C’est pour interroger ce phénomène culturel que nous avons décidé de consacrer un dossier au renouvellement de la tradition orale. Quelle est la place du conte, aujourd’hui, dans l’espace culturel québécois, voire mondial? Parole de métissage, quels rapports le conte oral entretient-il avec la question identitaire? Cherchant à se maintenir au carrefour de la modernité et de la tradition, quel traitement le conte réserve-t-il au folklore, dont il ne semble parfois émerger que pour mieux s’en distancer? L’industrie culturelle elle-même ne semble pas savoir à quelle enseigne loger ces conteuses et conteurs qui résistent à tout effort de catégorisation. Art de la scène, le conte oral se démarque pourtant clairement du théâtre, tout comme il échappe, d’une certaine façon, à la « littérature ». Ces résistances semblent d’ailleurs participer de cette parole contemporaine, souvent critique, parfois engagée.

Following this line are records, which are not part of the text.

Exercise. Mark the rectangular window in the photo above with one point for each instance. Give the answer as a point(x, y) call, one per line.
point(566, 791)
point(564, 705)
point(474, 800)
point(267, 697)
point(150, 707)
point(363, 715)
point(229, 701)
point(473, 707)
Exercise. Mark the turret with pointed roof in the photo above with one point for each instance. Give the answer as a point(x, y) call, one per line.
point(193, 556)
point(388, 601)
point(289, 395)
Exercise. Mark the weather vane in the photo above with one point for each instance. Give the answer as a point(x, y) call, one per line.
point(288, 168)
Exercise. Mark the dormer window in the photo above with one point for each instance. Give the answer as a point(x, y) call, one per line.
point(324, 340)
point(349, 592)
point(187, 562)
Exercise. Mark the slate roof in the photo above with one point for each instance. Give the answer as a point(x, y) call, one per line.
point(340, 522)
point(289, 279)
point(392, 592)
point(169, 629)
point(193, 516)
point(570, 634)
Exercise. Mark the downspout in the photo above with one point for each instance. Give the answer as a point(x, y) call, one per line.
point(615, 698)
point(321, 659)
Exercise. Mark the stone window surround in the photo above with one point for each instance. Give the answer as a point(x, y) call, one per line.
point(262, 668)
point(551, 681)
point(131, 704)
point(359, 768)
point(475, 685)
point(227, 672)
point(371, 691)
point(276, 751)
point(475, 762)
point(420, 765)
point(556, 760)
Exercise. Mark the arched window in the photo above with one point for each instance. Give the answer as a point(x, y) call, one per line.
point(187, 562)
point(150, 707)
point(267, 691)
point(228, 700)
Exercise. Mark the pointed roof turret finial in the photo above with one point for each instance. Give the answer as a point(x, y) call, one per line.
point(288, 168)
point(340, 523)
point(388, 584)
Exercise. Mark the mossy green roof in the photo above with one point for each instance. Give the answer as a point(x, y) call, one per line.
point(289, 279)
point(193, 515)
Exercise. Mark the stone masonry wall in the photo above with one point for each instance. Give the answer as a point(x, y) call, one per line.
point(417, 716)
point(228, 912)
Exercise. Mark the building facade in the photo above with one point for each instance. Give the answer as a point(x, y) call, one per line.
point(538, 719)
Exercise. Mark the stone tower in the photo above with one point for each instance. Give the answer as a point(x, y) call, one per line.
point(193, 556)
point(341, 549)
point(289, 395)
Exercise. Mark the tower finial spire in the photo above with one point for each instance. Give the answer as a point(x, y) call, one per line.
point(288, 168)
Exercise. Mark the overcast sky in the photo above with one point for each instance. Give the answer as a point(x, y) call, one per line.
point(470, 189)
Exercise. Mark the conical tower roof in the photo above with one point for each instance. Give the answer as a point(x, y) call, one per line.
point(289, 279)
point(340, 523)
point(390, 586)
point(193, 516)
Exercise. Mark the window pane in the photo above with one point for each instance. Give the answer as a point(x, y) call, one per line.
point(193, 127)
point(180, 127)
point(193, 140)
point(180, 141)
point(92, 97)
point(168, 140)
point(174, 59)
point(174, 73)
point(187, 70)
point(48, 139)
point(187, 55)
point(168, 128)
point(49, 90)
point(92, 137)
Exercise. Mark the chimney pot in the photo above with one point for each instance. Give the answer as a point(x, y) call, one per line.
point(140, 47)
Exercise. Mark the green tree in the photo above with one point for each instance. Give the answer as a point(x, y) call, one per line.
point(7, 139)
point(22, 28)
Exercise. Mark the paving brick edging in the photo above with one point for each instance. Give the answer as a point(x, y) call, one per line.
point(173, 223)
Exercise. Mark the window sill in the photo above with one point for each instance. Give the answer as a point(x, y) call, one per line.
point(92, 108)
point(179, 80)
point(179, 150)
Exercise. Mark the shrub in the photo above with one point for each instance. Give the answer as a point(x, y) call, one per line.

Le renouvellement du conte oral ne va donc pas sans soulever plusieurs questions, à commencer par le statut même du conte. Que faut-il entendre, aujourd’hui, par conte contemporain? Quel écart oppose ou rapproche les contes urbains ou « mutagènes » aux contes dits tradi tionnels? On remarquera également que ce retour de la tradition orale semble du même coup renouveler l’antique débat entre parole et écriture, dit et écrit, oralité et littérature, nous invitant peut-être à repenser encore une fois ces rapports, ou du moins à revisiter un autre « conte », très ancien celui-là, et qui met en scène un certain dieu du nom de Thot...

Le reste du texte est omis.